Dissent and challenges to tradition and authority have always been a part of American culture. Mort’s “Golden Age” gave us the Beat Generation whose freedom and drug use inspired the hippies of the 1960s. Marlon Brando’s rebellious film The Wild Ones came out in 1953, and James Dean’s Rebel Without a Cause premiered in 1955. Clearly, all was not well in Pleasant-ville, or James Dean wouldn’t have screamed at his parents “you’re tearing me apart.” Like many of his generation, Mort may also view the 1950s as the “Golden Age” of education when young people all worked hard, respected their teachers, and knew how to behave. However, he would be naively overlooking the fact that Rudolph Flesch wrote Why Johnny Can’t Read in 1953. The Catcher in the Rye, J.D. Salinger’s classic novel of disaffected, angry youth, was published two years earlier.

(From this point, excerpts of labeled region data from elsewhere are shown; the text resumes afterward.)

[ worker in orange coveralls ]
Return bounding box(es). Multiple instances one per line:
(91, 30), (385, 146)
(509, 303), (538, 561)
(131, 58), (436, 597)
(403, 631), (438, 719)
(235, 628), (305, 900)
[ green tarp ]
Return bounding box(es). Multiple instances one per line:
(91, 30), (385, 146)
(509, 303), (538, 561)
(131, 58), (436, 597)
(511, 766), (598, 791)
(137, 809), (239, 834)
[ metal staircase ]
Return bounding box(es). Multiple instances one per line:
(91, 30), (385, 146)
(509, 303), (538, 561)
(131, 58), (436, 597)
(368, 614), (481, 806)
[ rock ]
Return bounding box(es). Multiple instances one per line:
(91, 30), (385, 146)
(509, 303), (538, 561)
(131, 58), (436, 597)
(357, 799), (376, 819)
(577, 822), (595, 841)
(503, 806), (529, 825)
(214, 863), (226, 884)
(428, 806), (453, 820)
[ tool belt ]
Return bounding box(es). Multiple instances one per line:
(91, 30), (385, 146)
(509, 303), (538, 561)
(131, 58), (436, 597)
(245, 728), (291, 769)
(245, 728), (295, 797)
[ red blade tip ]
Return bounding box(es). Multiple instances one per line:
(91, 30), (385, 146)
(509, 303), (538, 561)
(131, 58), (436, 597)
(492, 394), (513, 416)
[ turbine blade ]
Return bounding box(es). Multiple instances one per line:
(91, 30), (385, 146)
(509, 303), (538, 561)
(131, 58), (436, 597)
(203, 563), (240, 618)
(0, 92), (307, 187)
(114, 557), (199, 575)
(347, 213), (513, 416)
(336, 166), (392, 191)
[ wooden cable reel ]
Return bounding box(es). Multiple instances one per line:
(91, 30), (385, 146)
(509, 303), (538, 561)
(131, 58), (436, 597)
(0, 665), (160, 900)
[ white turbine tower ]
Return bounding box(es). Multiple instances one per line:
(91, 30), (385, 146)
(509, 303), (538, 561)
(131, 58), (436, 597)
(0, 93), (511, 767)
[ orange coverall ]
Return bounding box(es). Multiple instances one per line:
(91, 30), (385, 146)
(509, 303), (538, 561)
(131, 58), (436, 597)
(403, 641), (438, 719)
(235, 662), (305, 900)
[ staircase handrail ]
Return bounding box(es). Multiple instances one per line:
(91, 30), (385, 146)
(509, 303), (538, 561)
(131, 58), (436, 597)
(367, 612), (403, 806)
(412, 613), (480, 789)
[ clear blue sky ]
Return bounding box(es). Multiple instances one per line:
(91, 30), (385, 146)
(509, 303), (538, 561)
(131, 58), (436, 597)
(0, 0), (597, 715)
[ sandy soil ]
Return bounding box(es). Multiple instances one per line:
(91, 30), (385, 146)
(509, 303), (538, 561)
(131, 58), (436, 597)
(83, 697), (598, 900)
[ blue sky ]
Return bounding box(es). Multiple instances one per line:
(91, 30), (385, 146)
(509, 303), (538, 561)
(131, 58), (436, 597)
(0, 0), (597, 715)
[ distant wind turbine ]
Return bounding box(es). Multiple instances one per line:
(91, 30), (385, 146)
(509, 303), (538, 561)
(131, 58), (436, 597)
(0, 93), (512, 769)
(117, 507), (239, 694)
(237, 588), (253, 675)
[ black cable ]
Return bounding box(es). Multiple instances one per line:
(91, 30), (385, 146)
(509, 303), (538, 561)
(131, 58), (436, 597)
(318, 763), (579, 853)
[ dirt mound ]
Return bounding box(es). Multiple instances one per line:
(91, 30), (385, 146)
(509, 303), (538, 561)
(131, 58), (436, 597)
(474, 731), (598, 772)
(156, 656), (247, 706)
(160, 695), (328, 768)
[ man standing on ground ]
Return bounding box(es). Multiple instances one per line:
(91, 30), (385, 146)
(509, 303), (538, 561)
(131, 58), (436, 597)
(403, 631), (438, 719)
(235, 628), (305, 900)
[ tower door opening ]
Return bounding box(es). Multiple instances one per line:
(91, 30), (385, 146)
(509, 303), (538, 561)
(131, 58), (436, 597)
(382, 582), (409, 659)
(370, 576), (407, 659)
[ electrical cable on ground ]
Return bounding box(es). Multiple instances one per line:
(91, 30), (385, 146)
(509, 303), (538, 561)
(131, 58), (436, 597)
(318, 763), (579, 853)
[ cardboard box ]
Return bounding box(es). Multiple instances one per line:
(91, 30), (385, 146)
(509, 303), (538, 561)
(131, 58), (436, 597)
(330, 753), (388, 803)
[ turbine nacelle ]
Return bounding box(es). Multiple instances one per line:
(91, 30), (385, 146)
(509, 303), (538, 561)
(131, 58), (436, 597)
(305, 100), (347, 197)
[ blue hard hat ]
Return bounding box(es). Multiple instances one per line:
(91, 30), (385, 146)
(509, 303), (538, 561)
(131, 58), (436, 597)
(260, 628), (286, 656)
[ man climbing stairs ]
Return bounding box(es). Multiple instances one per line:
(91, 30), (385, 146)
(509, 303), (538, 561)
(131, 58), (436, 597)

Mort also seems to think sexual promiscuity began with the 1960s. Yet Marilyn Monroe was a sexual icon of his age, and Playboy debuted in 1953. Hugh Hefner is clearly a member of Mort’s generation, not the “hippies of the 1960s.” Obviously, today’s open sexuality in movies and society is extreme, but it doesn’t mean America is any less moral. The 1950s was certainly a time of greater modesty, but it wasn’t more “moral.” In fact, Mort seems unaware that the Kinsey Report on the perverse sexual habits of Americans was released in 1948 and 1953. Morality is not simply about how public or private people are with their behavior.

Mort’s criticism of the “cynicism ruling America” ignores his own naïve, cynical views. As an educator I see hope and optimism in America, not a “moral crisis.” Young people may spend a lot of time on Facebook, and their fashions and entertainment may make us uneasy. Yet, they are also a tolerant and hopeful generation who volunteer and aspire to achieve college degrees at rates never seen before. I, too, worry about the lack of modesty in contemporary society. I often criticize the adult humor injected into children’s movies, and I’ve never shown my kids a Disney film. However, I also have great faith in Americans, and I’m not naïve enough to connect Robert Kennedy’s vision of moral certitude to a concern about nudity in a romantic-comedy. Nostalgia is a wonderful thing – but its weakness is its detachment from reality.